Mad Money

Cramer Calls Dell Stock a ‘Buy’

Dell is now “one of the hottest turnaround stories in tech,” Cramer said Monday, adding he thinks the stock is a buy, buy, buy.

The Round Rock, Texas-based company had long been held hostage to a moribund personal computer market, which is in secular decline. Dell still gets roughly half of its sales from laptops and desktops, but Cramer noted the company has radically cut costs in its PC business, thereby improving profits.

Dell has also revamped its enterprise business, Cramer said. To provide business customers with full end-to-end solutions, including storage, networking and software, Dell used to have to rely on third-party vendors. So the company decided to develop its own storage, networking and software products and now, its enterprise business is wholly-owned. That decision has really helped the bottom line, Cramer said.

Considering these changes, Cramer thinks Dell has really turned itself around. He expects the company will report “excellent” earnings results on February 21.

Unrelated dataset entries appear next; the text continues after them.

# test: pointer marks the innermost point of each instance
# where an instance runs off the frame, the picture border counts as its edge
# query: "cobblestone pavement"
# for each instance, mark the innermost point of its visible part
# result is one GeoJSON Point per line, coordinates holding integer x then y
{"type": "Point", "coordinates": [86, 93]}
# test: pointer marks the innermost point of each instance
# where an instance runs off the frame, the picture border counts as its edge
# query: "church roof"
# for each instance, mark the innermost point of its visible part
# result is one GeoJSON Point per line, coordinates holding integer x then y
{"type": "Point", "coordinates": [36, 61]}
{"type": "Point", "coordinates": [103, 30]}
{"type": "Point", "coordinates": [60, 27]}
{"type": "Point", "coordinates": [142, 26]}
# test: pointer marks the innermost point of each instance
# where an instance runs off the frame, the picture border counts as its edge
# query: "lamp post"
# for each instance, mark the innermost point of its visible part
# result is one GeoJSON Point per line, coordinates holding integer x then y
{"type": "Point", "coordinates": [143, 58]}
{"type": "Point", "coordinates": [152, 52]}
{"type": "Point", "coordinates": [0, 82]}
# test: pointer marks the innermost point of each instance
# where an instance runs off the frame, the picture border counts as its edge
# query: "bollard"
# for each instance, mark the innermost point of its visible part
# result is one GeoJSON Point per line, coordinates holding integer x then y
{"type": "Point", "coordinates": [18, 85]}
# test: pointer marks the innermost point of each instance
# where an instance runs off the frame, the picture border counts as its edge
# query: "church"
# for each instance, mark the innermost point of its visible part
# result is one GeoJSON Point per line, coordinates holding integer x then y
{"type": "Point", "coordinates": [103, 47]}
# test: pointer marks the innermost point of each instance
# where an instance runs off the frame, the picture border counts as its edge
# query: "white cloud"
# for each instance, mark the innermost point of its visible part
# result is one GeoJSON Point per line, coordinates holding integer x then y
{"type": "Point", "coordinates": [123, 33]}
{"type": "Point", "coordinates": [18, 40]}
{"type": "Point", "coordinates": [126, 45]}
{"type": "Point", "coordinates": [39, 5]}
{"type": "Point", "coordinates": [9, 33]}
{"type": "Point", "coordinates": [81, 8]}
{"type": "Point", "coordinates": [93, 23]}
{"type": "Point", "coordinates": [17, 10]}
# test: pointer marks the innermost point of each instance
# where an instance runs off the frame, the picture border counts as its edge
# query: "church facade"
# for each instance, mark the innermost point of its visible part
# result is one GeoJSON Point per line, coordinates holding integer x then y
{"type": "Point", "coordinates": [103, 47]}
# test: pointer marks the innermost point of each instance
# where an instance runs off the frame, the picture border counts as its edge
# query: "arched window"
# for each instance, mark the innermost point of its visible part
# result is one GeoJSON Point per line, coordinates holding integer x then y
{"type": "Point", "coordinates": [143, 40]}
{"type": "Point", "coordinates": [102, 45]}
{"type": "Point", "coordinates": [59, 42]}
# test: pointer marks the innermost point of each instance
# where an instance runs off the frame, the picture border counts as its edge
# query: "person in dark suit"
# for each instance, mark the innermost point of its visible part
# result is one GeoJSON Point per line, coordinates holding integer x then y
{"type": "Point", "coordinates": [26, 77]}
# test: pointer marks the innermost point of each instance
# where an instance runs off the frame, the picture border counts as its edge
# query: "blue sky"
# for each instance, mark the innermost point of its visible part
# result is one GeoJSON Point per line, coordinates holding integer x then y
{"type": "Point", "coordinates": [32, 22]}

Dell’s stock currently sells for just 8.7 times forward earnings with a 5 percent growth rate. Cramer thinks it’s a cheap stock given that Dell has $7 billion of net cash on its balance sheet, as well as a massive buyback that’s equivalent to 22 percent of the company’s market cap. He thinks it’s a buy right now, even as it’s flirting with its high, but would prefer investors buy shares on a pullback.